A screenplay should be like a roller coaster. Right from the start it should promise an exciting ride and then give people exactly what they expect. In screenwriting, your script must never have dull, slow, boring parts. Every scene must be lean and tight.

The best way to make sure every scene moves the story along is to make sure the hero changes somehow. That change can be good or bad, but something in that scene must challenge and threaten the hero to force them to react. When the hero is backed in a corner and forced to respond, we get to see what kind of person they really are.

Watch this scene from “The Shining”:

At this point in the story, Jack and Wendy have been living in an isolated hotel and Jack has been acting increasingly erratic. Jack has been working on a novel so Wendy finally decides to see what Jack has accomplished all this time. 
So far, describing this scene is fairly dull, so what drastically changes Wendy in this scene? When she looks at the manuscript Jack has been working on all this time and finds that it consists of nothing but the phrase “All work and no play makes Jack a dull boy” over and over again.

Where before Wendy wasn’t sure if Jack was acting erratically or if it was her imagination. For the first time, she has actual proof – and it definitely changes her world and how she thinks about Jack.

Now watch this meaningless scene from “A Wrinkle in Time”:

The hero and her brothers find themselves on a crowded beach where a strange man approaches them, then somehow possesses the younger boy and takes him away. This scene fails because it lacks any sudden change to how the hero sees the world.

In “The Shining” scene, there is little physical action beyond Wendy looking at papers on a desk, but what those papers show create an emotional punch that completely changes how Wendy sees Jack at that moment (she now knows he’s crazy).

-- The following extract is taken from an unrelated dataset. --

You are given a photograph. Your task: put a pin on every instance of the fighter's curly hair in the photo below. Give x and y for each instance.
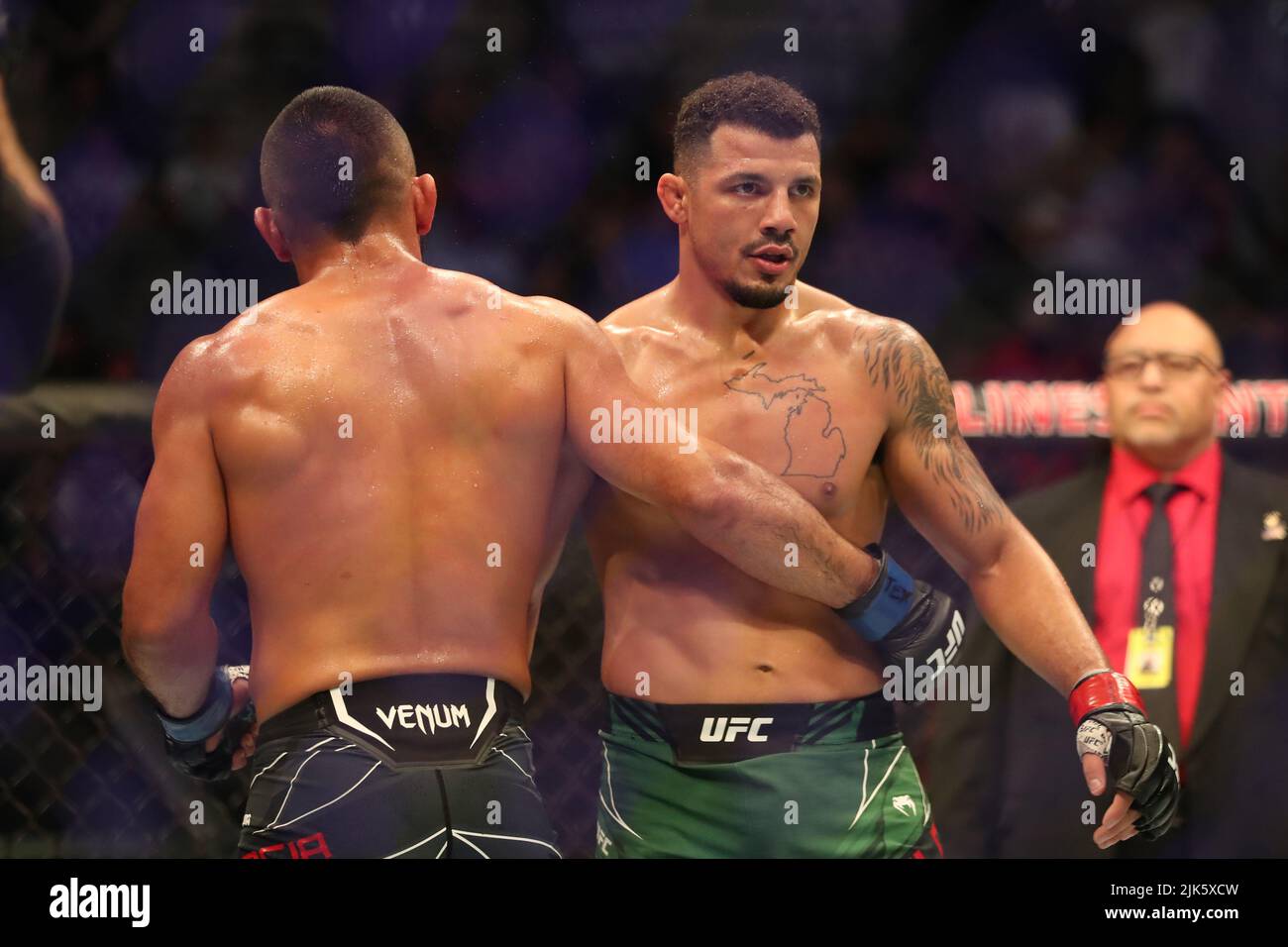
(748, 99)
(300, 162)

In the “A Wrinkle in Time” scene, there’s lots of physical action (and special effects) but there’s no emotional shock or threat that forces the hero to totally rethink their situation. As a result, the “A Wrinkle in Time” scene utterly fails as a scene and helps drag the rest of the movie down with it.

In your own screenplay, always write scenes that shock your hero. Sometimes that shock is dramatic but sometimes it’s small, but it’s always there. The more your hero is forced to re-evaluate what they think they know, the more off balance they’ll be and the more exciting your story will become.